Зачем он время от времени подергивает головой? Что, это логично, закономерно? Можно однажды подергаться, если узок воротничок, но зачем же так часто? Какая цель? Что зритель должен в связи с этим понять? Это ведь нормальные режиссерские вопросы, никак не противоречащие практике и заветам великого Станиславского. Только режиссура в лучших своих проявлениях не стоит на месте, летит вместе с сумасшедшим временем. И мышление лучших актеров тоже претерпевает изменения.
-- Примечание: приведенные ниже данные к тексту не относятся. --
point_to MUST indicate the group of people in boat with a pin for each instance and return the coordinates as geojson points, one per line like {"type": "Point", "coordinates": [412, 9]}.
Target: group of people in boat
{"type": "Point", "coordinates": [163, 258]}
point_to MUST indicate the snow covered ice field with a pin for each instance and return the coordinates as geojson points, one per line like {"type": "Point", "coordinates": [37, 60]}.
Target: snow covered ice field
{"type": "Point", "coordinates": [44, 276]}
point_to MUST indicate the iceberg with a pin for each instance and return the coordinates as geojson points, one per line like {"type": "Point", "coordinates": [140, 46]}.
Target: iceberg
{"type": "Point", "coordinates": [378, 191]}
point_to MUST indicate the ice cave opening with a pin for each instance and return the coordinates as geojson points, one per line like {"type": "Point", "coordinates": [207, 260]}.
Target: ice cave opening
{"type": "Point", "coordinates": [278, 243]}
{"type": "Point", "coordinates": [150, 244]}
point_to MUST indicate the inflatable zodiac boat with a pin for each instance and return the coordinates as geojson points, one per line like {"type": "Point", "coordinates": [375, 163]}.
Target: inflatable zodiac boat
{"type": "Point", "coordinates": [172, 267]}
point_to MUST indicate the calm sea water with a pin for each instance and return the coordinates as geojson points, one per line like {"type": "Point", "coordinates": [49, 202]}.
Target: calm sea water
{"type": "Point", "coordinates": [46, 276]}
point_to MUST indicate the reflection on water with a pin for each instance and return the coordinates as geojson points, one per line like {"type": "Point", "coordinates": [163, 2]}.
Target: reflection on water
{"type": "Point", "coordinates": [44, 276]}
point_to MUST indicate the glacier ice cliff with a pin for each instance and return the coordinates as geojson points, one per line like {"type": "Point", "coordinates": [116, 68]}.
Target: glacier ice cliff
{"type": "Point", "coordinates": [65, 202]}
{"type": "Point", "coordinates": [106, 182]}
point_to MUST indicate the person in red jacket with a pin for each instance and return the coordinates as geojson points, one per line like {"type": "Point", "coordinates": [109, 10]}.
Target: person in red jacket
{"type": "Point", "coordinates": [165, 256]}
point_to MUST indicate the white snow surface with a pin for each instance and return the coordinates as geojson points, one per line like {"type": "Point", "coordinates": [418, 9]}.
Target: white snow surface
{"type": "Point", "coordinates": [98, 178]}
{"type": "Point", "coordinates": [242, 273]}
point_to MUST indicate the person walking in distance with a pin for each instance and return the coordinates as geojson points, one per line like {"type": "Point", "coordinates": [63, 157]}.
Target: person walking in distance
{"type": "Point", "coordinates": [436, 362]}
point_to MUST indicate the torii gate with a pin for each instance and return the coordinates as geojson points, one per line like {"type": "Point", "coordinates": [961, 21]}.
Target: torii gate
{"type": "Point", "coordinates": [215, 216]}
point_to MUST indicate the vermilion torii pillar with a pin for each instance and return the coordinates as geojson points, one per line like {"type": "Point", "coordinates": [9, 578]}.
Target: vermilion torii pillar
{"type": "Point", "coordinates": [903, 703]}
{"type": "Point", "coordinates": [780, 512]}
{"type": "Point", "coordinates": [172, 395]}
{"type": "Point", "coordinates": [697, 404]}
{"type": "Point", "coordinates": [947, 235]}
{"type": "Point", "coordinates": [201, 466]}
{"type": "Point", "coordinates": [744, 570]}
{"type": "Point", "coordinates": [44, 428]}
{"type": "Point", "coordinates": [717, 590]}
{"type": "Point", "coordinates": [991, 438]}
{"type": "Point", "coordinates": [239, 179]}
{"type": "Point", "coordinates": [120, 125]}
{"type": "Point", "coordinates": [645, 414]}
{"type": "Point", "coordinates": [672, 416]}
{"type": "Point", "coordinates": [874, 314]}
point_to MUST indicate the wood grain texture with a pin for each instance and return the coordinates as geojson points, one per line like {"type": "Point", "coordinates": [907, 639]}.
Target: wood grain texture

Так вот, о мотивации. Человек посылает в окружающее пространство сигналов во много раз больше, чем предполагает. Не все сигналы заметны сразу, а из числа заметных — не все однозначны. Многие биологические мини-акции сразу свидетельствуют о тех или иных изменениях в организме, другие — не сразу. Их можно расшифровывать мгновенно, как в мыльных операх, но можно, как в серьезном психологическом актерском процессе, расшифровывать не сразу — с трудом, потом, после долгих размышлений, а могут остаться и такие живые сигналы, которые вообще не расшифруешь. Подергивание головой Мюллера — это работа для психоаналитика, психиатра, врача, очень опытного следователя. Не всякий зритель может им оказаться и, более того, заинтересоваться дергатней, чтобы найти первопричину своеобразного нервного тика. По моему режиссерскому разумению — всегда рационального (логичного) объяснения тому, что видишь, находить не надо. И на все вопросы о конкретном человеке отвечать не нужно, потому что в реальной жизни это практически невозможно.